Aż o 4,3 proc. zmniejszyła się w ubiegłym miesiącu kapitalizacja polskich spółek notowanych na warszawskiej giełdzie. Jest to jeden z największych spadków w całej europejskiej stawce. Największy spadek zanotowała Nasdaq OMX Nordic, gdzie wartość spółek zmniejszyła się aż o 6,7 proc. Gorsze od GPW okazały się także giełda norweska (spadek kapitalizacji o 4,7 proc.) oraz giełda węgierska (spadek 4,5 proc.). Spośród wszystkich europejskich rynków jedynie na trzech zanotowano wzrost wartość notowanych tam spółek. Były to giełda grecka- wzrost o 2,6 proc. a także giełda luksemburska (1,7 proc) oraz parkiet bratysławski (0,8 proc.).
Lepiej GPW prezentuje się w ujęciu półrocznym. Kapitalizacja GPW od stycznia do czerwca wzrosła o 2,2 proc. Plasuje to warszawską giełdę w środku europejskiej stawki. Największy wzrost kapitalizacji o 39 proc. odnotowała giełda rumuńska. Na drugim biegunie znalazła się giełda cypryjska gdzie wartość spółek w ciągu sześciu miesięcy spadła o ponad 14 proc. W obu przypadkach jest to jednak tzw efekt bazy. Spośród liczących się giełd europejskich na uwagę zasługuję półroczny wynik giełdy tureckiej. Wartość notowanych tam spółek spadała od początku roku o ponad 12 proc. Tym samym GPW systematycznie zbliża się do giełdy tureckiej pod względem kapitalizacji.

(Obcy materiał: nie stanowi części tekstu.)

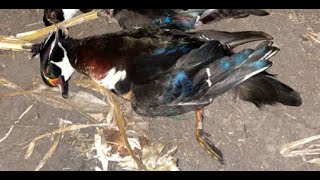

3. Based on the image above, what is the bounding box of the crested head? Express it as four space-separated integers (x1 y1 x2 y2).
43 9 79 26
32 29 75 98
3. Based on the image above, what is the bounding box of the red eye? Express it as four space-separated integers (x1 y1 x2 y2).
44 66 50 76
50 11 56 19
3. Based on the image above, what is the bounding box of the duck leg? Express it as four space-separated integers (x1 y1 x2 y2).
195 108 224 164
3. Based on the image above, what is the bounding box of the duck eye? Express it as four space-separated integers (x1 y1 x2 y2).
49 11 56 19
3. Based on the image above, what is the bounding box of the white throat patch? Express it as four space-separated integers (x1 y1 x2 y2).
62 9 79 20
96 68 127 90
50 42 75 81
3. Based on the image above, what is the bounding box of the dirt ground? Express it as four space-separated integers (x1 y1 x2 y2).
0 9 320 171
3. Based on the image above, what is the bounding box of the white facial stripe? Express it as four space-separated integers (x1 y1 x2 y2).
50 42 74 81
97 68 127 90
49 37 57 58
62 9 79 20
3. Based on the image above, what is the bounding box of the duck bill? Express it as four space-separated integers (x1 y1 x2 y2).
49 76 68 99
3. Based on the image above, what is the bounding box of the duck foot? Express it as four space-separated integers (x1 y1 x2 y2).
196 108 224 164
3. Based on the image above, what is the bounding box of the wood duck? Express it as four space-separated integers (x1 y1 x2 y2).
43 9 93 26
33 28 302 163
43 9 269 30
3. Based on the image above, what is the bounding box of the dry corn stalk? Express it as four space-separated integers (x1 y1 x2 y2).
0 11 99 52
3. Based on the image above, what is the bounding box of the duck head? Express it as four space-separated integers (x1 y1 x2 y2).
32 29 75 99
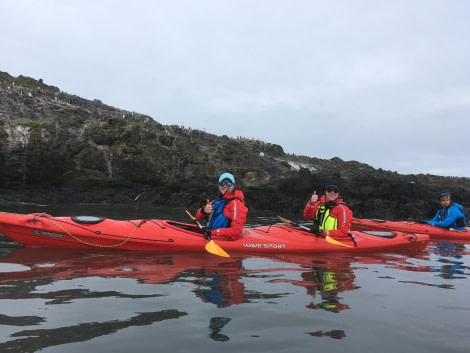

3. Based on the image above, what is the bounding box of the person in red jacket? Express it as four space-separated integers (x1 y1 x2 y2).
304 181 353 238
196 173 248 240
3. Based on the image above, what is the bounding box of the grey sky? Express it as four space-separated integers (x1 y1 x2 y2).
0 0 470 177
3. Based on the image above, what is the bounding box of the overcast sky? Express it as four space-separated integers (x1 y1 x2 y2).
0 0 470 177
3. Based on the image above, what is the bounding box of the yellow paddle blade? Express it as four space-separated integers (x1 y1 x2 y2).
186 210 196 221
206 240 230 257
325 235 354 248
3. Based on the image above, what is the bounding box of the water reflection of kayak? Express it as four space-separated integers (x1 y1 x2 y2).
0 212 429 253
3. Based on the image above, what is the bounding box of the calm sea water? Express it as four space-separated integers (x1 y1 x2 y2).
0 205 470 353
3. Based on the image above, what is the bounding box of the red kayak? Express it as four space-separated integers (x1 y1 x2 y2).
351 218 470 240
0 212 429 256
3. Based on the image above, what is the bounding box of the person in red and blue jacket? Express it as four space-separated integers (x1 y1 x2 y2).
196 173 248 240
428 191 467 230
304 181 353 238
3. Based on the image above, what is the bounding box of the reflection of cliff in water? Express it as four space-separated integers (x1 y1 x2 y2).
0 248 436 352
0 310 187 353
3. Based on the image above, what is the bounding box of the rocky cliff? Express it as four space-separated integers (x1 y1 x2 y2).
0 72 470 219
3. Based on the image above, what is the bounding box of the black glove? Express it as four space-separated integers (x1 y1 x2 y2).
201 227 211 239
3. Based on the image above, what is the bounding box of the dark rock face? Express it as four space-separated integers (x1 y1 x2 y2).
0 72 470 219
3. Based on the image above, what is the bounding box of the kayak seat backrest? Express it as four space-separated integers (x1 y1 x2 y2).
72 216 104 224
363 230 397 238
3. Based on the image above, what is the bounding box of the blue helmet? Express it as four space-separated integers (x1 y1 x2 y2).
219 173 235 184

Póki co jednak GPW wciąż jest ósmą największą giełdą w Europie. Na koniec czerwca wartość polskich spółek wyniosła 145 mld euro. Liderem wciąż jest NYSE Euronext z kapitalizacją na poziomie 2,2 bln euro. Kolejne miejsce w europejskiej stawce zajmuje Deutsche Borse, z wartością spółek na poziomie 1,1 mld euro. Zaszła natomiast zmiana na trzecim miejscu. Giełdę szwajcarską wyprzedził parkiet hiszpański. Wartość hiszpańskich spółek notowanych na BME wyniosła na koniec miesiąca 932 mld euro. Szwajcarskie spółki obecne na SIX Swiss Exchange były warte 918 mld euro.